Their movement must have been due either to constraint or to their
nature. And if their movement was natural, a moment's consideration
shows that there was already an ordered world. For the prime mover
must cause motion in virtue of its own natural movement, and the other
bodies, moving without constraint, as they came to rest in their
proper places, would fall into the order in which they now stand,
the heavy bodies moving towards the centre and the light bodies away
from it. But that is the order of their distribution in our world.
There is a further question, too, which might be asked. Is it possible
or impossible that bodies in unordered movement should combine in some
cases into combinations like those of which bodies of nature's
composing are composed, such, I mean, as bones and flesh?

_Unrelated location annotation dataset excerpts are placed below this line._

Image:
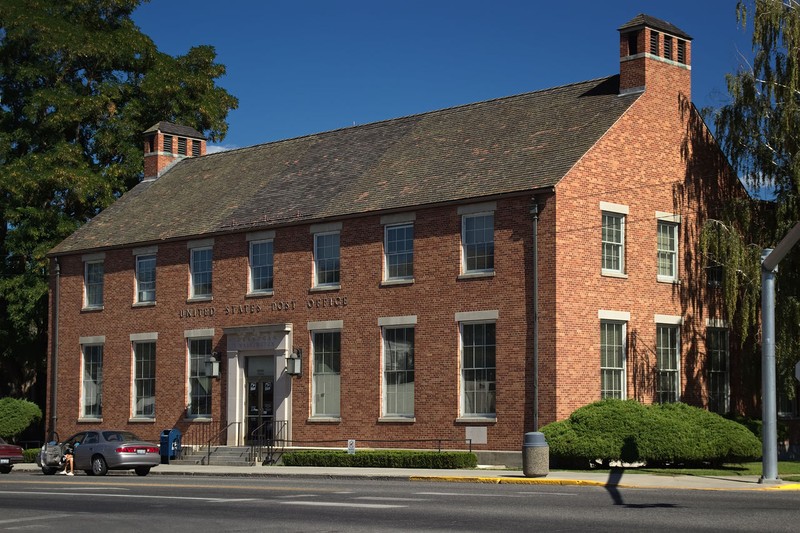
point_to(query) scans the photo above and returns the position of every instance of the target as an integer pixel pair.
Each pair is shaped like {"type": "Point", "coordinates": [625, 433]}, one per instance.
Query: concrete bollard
{"type": "Point", "coordinates": [535, 455]}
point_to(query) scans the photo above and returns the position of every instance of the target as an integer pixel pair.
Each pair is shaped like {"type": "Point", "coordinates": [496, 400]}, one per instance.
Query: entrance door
{"type": "Point", "coordinates": [260, 414]}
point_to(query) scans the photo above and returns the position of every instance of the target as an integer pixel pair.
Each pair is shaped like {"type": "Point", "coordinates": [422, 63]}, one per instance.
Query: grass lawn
{"type": "Point", "coordinates": [787, 470]}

Yet this
is what Empedocles asserts to have occurred under Love. 'Many a head',
says he, 'came to birth without a neck.' The answer to the view that
there are infinite bodies moving in an infinite is that, if the
cause of movement is single, they must move with a single motion,
and therefore not without order; and if, on the other hand, the causes
are of infinite variety, their motions too must be infinitely
varied. For a finite number of causes would produce a kind of order,
since absence of order is not proved by diversity of direction in
motions: indeed, in the world we know, not all bodies, but only bodies
of the same kind, have a common goal of movement. Again, disorderly
movement means in reality unnatural movement, since the order proper
to perceptible things is their nature. And there is also absurdity and
impossibility in the notion that the disorderly movement is infinitely
continued. For the nature of things is the nature which most of them
possess for most of the time. Thus their view brings them into the
contrary position that disorder is natural, and order or system
unnatural. But no natural fact can originate in chance. This is a
point which Anaxagoras seems to have thoroughly grasped; for he starts
his cosmogony from unmoved things. The others, it is true, make things
collect together somehow before they try to produce motion and
separation. But there is no sense in starting generation from an
original state in which bodies are separated and in movement. Hence
Empedocles begins after the process ruled by Love: for he could not
have constructed the heaven by building it up out of bodies in
separation, making them to combine by the power of Love, since our
world has its constituent elements in separation, and therefore
presupposes a previous state of unity and combination.